Las democracias no suelen morir de repente, se erosionan cuando las reglas dejan de ser compartidas y pasan a ser instrumentalizadas. Cuando las instituciones se convierten en trincheras y no en espacios de mediación. Cuando el adversario político deja de ser adversario y se transforma en enemigo. En ese momento, el debate deja de centrarse en argumentos y se desplaza hacia identidades enfrentadas. Ya no se discuten propuestas, se cuestiona la legitimidad misma del otro para participar en la conversación pública.

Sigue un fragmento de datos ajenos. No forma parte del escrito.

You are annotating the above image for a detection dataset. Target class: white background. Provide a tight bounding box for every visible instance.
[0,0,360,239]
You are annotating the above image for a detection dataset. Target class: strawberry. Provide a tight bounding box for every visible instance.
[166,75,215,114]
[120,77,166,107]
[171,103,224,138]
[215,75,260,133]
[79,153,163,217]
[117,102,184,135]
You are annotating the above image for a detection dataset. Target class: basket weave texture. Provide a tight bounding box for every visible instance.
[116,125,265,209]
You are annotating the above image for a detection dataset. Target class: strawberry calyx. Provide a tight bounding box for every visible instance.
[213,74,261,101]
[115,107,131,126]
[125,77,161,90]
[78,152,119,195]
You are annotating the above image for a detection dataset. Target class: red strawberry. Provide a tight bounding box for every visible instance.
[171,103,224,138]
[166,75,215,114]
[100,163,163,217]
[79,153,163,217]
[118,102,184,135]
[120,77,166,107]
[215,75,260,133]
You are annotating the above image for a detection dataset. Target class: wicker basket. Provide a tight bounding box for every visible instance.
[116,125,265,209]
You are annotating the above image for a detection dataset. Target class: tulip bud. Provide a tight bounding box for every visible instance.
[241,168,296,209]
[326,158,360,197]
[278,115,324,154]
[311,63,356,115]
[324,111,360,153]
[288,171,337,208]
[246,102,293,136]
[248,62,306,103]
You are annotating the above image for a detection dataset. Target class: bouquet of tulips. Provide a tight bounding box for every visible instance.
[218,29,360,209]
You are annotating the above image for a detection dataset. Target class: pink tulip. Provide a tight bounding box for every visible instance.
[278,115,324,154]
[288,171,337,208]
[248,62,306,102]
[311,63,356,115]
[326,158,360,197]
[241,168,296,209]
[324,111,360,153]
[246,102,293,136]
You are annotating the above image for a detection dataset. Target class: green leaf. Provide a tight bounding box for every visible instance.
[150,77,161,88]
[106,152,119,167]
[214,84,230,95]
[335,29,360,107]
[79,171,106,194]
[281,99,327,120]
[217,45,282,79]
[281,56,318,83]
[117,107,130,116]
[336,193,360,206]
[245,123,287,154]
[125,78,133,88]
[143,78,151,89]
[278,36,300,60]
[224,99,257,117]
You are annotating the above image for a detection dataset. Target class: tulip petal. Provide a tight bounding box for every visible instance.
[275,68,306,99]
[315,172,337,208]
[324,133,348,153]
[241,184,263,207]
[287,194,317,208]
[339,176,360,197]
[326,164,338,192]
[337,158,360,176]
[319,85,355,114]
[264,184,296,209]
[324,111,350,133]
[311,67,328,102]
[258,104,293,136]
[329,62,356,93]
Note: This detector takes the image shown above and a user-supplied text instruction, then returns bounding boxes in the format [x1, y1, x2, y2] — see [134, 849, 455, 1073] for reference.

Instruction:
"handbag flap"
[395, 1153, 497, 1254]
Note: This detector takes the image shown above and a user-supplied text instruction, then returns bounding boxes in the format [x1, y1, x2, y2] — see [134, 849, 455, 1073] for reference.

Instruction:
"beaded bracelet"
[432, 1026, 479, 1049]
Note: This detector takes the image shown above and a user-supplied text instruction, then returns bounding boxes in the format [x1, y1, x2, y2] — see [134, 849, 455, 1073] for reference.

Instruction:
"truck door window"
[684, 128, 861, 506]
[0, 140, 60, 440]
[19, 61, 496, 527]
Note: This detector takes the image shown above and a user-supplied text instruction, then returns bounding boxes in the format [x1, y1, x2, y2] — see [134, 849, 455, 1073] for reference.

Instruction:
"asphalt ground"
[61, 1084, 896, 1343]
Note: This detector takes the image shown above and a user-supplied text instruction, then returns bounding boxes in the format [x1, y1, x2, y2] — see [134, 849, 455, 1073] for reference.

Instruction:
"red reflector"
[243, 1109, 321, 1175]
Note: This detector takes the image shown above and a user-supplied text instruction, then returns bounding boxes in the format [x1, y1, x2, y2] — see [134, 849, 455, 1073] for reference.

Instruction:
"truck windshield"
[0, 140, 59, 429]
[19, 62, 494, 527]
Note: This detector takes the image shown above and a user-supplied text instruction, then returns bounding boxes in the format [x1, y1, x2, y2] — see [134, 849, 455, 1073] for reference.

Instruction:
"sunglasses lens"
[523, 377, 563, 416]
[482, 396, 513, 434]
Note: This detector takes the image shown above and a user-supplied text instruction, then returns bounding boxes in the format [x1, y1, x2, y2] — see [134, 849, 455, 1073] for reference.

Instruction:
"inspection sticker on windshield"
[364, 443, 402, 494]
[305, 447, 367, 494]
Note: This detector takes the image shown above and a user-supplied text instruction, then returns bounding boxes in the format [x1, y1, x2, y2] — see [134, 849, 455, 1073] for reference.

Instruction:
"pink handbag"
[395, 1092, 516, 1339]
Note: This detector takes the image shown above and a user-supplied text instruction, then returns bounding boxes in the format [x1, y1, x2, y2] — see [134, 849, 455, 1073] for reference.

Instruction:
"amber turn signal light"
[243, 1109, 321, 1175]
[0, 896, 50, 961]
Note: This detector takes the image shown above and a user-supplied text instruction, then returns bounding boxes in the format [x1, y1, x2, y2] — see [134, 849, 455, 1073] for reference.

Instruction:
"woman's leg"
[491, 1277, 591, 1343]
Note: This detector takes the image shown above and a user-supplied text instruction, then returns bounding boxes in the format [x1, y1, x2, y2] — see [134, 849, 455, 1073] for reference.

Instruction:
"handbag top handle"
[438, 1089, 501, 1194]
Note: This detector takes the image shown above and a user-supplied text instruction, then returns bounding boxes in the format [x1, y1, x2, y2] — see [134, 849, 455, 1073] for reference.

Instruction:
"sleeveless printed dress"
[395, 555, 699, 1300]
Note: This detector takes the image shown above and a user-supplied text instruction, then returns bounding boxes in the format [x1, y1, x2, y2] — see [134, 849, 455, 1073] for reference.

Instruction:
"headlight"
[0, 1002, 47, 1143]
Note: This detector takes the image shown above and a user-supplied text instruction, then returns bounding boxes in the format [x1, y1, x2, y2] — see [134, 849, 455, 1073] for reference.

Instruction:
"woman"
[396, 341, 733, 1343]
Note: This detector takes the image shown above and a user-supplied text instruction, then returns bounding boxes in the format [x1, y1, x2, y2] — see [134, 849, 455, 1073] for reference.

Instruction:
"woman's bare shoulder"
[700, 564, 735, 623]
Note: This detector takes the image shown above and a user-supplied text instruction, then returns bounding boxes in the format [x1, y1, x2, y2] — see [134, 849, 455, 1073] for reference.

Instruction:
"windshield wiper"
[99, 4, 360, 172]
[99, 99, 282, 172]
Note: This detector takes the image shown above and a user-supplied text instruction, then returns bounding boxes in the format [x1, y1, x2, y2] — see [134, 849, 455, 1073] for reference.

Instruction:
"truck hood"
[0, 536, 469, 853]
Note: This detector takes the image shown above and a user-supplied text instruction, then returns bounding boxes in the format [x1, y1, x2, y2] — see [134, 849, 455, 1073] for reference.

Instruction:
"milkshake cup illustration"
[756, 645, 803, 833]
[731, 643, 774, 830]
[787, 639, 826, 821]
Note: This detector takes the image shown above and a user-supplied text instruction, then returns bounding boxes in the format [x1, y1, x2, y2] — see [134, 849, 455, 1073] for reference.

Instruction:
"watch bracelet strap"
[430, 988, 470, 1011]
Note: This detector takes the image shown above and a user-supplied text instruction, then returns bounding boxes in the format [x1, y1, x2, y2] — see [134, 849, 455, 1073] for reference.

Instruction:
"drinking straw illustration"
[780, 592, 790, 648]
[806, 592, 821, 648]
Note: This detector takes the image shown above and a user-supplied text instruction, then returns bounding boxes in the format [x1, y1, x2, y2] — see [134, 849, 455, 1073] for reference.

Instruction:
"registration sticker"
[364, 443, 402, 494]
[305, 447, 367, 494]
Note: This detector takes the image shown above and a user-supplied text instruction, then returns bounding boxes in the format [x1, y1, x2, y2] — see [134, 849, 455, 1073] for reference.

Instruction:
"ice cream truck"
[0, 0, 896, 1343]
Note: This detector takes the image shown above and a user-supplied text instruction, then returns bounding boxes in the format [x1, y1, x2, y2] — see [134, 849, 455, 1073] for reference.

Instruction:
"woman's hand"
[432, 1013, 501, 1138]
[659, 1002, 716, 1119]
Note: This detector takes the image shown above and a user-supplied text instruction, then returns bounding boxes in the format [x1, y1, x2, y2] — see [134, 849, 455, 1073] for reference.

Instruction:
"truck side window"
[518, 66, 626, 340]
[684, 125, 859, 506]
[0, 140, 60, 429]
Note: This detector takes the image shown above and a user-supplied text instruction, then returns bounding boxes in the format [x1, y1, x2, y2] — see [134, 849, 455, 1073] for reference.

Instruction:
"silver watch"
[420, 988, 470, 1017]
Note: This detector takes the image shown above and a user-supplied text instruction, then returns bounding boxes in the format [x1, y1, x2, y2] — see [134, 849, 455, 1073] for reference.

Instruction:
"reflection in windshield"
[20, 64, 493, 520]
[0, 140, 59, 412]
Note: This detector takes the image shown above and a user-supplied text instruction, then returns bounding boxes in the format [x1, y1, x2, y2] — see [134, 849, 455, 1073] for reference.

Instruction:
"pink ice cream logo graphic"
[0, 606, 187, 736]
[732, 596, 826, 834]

El verdadero indicador del desgaste no es solo la caída en los índices de confianza, sino la pérdida de la cultura democrática, esa disposición a convivir con la diferencia, a aceptar límites al propio poder y a reconocer la legitimidad del otro. Sin esa cultura, las estructuras formales pueden mantenerse intactas, pero el espíritu democrático se vacía. A ello se suma un contexto marcado por la polarización emocional y por dinámicas comunicativas que premian la simplificación. La lógica del nosotros contra ellos resulta más movilizadora que la propia complejidad. Sin embargo, la democracia es, por definición, compleja, exige negociación, tiempos largos y acuerdos imperfectos.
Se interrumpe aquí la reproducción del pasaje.